Un groupe de 24 humanitaires doit faire face à la justice grecque dans le cadre d’un procès qui s’est ouvert le 10 janvier. Parmi eux figure la réfugiée et nageuse syrienne Sarah Mardini, rendue célèbre grâce au film Netflix Les Nageuses qui a rencontré un franc succès sur la plateforme. Elle encourt jusqu’à 25 ans de prison.
Le groupe est jugé sur l'île grecque de Lesbos, plus de quatre ans après les faits qui leur sont reprochés, à savoir : avoir porté secours à des migrants au large de la Grèce. Cette affaire a été dénoncée dans un rapport du Parlement européen comme le "plus grand cas de criminalisation de la solidarité" en Europe.
Le groupe d’humanitaires a initialement été détenu en 2018 pendant plusieurs mois pour des soupçons de trafic d'êtres humains, mais les charges qui pèsent sur le groupe concernent l'espionnage, l'accès illégal à des communications d'État, le blanchiment d'argent et l'assistance à une activité criminelle, rapporte la BBC.
La police a déclaré en 2018 que les volontaires avaient recueilli des informations sur les flux de réfugiés venus de la côte turque vers les îles grecques de Lesbos et Samos, et fourni une assistance directe aux groupes de trafic organisés.

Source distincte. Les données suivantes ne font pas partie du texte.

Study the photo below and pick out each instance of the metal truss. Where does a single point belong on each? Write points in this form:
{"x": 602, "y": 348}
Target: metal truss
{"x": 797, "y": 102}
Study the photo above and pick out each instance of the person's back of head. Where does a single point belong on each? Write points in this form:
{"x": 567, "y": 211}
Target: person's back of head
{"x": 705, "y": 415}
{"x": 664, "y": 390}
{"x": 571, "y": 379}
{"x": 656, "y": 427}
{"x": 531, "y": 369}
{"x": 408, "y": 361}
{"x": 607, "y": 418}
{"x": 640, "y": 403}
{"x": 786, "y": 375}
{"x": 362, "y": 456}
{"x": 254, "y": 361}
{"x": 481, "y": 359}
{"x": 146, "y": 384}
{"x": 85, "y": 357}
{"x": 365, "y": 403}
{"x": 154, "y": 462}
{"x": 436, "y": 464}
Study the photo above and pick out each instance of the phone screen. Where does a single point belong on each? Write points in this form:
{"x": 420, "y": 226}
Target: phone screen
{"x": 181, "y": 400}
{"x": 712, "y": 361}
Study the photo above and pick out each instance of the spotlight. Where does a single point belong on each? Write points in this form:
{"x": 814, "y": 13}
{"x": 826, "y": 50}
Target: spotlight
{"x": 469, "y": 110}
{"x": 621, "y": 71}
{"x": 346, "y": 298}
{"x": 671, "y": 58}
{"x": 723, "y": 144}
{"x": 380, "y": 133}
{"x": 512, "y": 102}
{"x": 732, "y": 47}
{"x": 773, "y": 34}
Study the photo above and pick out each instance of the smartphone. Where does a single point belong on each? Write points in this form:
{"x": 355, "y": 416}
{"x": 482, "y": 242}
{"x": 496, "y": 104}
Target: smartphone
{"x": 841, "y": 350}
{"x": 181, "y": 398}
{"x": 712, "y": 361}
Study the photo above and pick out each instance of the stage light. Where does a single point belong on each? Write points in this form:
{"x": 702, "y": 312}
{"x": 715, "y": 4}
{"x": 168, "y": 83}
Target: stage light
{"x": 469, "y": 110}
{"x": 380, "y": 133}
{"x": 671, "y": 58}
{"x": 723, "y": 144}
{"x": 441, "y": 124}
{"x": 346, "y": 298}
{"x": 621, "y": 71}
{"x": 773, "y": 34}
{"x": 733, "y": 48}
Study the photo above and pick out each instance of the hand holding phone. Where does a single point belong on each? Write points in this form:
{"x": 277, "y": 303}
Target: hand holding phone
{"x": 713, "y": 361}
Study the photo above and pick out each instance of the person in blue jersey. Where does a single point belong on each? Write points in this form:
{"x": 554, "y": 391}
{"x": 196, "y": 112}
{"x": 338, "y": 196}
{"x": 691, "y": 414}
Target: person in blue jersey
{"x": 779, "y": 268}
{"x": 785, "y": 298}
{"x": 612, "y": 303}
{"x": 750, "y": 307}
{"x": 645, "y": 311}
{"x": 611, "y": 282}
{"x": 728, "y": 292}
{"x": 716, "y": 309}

Sarah Mardini n'était pas présente au tribunal pour l'audience car elle est interdite d’entrée sur le territoire grec, y compris pour assister à son procès. Mais Seán Binder, son collègue également accusé et plongeur expérimenté, a déclaré à la presse que l'important était de s'assurer que la règle de droit serait respectée :
"Nous devons nous assurer que la recherche et le sauvetage sont autorisés, nous devons nous assurer que les gens ont le droit de demander l'asile."
Les deux volontaires avaient rejoint un groupe appelé Emergency Response Centre International, qui a depuis été dissous. Le rapport du Parlement européen de 2021 a souligné que le premier sauvetage de Sarah Mardini avait eu lieu en 2015, lorsqu'elle et sa sœur Yusra – également héroïne du film Les Nageuses – ont aidé à sauver d'autres personnes à bord du bateau sur lequel elles voyageaient.
Un procès controversé
Sarah Mardini a déclaré à la BBC après sa libération en 2018 que son arrestation avait été un choc, car son groupe avait voulu aider les réfugiés en leur fournissant une assistance médicale, de l'eau et une couverture à leur arrivée en Grèce.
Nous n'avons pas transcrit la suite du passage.